In YaST, changed from wicked to networkmanager, not better.

/etc/resolv.conf had only commented out lines.
After
sudo netconfig update -f
<13>Jul 29 21:45:31 dns-resolver: force replace set: backup created as /etc/resolv.conf.20180729-214531
the connection was fine.
(and 2 nameserver lines are now in /etc/resolv.conf)
Comment 43 Stefan Willer 2018-09-10 10:47:07 UTC
Just ran into this on Tumbleweed sometime after installing >1000 updates via "zypper dup". Renaming "/etc/resolv.conf" worked. I am not so sure I should be forced to do this as an end user, though. Maybe there should be a section in the manual: "How to repair your system after we bricked it?"

Very much looking forward to a fix!
Comment 44 Jonathan Kang 2018-09-20 07:14:45 UTC
(In reply to Stefan Willer from comment #43)
> Just ran into this on Tumbleweed sometime after installing >1000 updates via
> "zypper dup". Renaming "/etc/resolv.conf" worked. I am not so sure I should
> be forced to do this as an end user, though. Maybe there should be a section
> in the manual: "How to repair your system after we bricked it?"
> 
> Very much looking forward to a fix!

run "netconfig update -f" should be able to fix this issue.

I wonder if logs from the boot when you upgrade Tumbleweed and the one after
the upgrade is still available. Those can be very helpful. Please provide the
whole output of "journalctl -b" for those two boots.

Thanks.
Comment 45 S. B. 2019-01-13 04:20:00 UTC
(In reply to Stefan Willer from comment #43)
> Just ran into this on Tumbleweed sometime after installing >1000 updates via
> "zypper dup". Renaming "/etc/resolv.conf" worked. I am not so sure I should
> be forced to do this as an end user, though. Maybe there should be a section
> in the manual: "How to repair your system after we bricked it?"
> 
> Very much looking forward to a fix!

This is still happening. I'm currently trying to walk a clueless user through the upgrade process, and this hit him. This is something like the 10th system I've upgraded to 15.0, and 100% of them have hit this bug. Unfortunately this makes openSUSE look really bad...
Comment 46 Marius Tomaschewski 2019-01-16 17:01:35 UTC
workaround: NETCONFIG_FORCE_REPLACE=yes in /etc/sysconfig/network/config changes
the behavior to always force and overwrite like "netconfig update -f" does.
Comment 47 Jonathan Kang 2019-04-18 06:59:52 UTC
For whoever met this issue, he/she must have /etc/resolv.conf generated by
NetworkManager before upgrading. This can be caused by bug#960153, which is fixed
later on. This is why if you upgrade from a clean-installed and fully upgraded
42.3 to 15.0, you cannot reproduce this issue.
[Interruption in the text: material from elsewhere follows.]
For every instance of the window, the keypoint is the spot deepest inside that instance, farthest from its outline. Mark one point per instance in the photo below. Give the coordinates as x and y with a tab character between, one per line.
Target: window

The real issue is that in 42.3, NetworkManager overwrites /etc/resolv.conf due to
bug#960153 or user modified resolv.conf. This has been fixed in later
NetworkManager version, which is included in Leap 15.0 and Tumbleweed.

So before upgrading to Leap 15.0, double check if /etc/resolv.conf is generated
by NetworkManager. If yes, run "netconfig update -f" to update it.
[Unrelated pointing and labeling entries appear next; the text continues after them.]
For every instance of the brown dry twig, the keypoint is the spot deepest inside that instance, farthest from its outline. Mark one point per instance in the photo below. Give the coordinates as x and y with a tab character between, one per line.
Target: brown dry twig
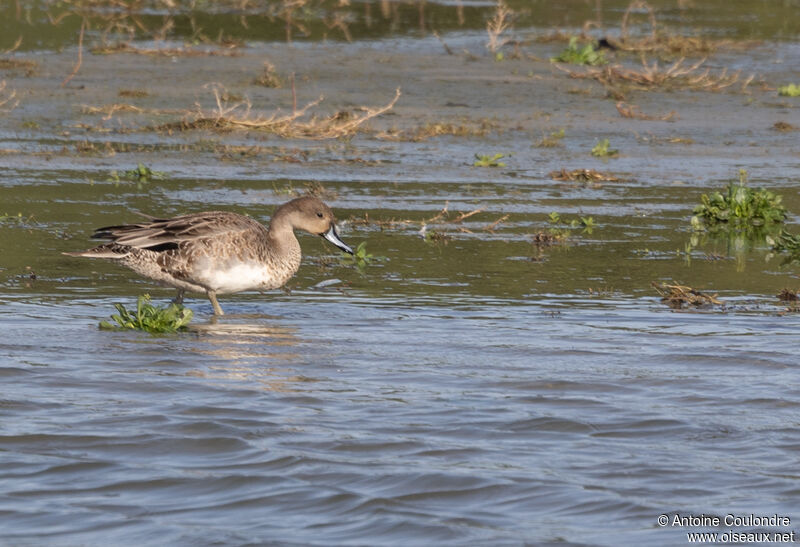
238	115
652	75
165	52
678	295
8	98
500	22
632	111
But the original "empty /etc/resolv.conf" issue reported cannot be identified
without NetworkManager logs.

As for now, NetworkManager won't overwrite /etc/resolv.conf anymore. As long as
you have /etc/resolv.conf generated by netconfig, everything should be okay.
Comment 48 Jonathan Kang 2019-08-13 06:19:34 UTC
Closing this. If you're still experiencing this at later Leap versions, feel free
to report it with detailed NetworkManager logs attached. Thanks.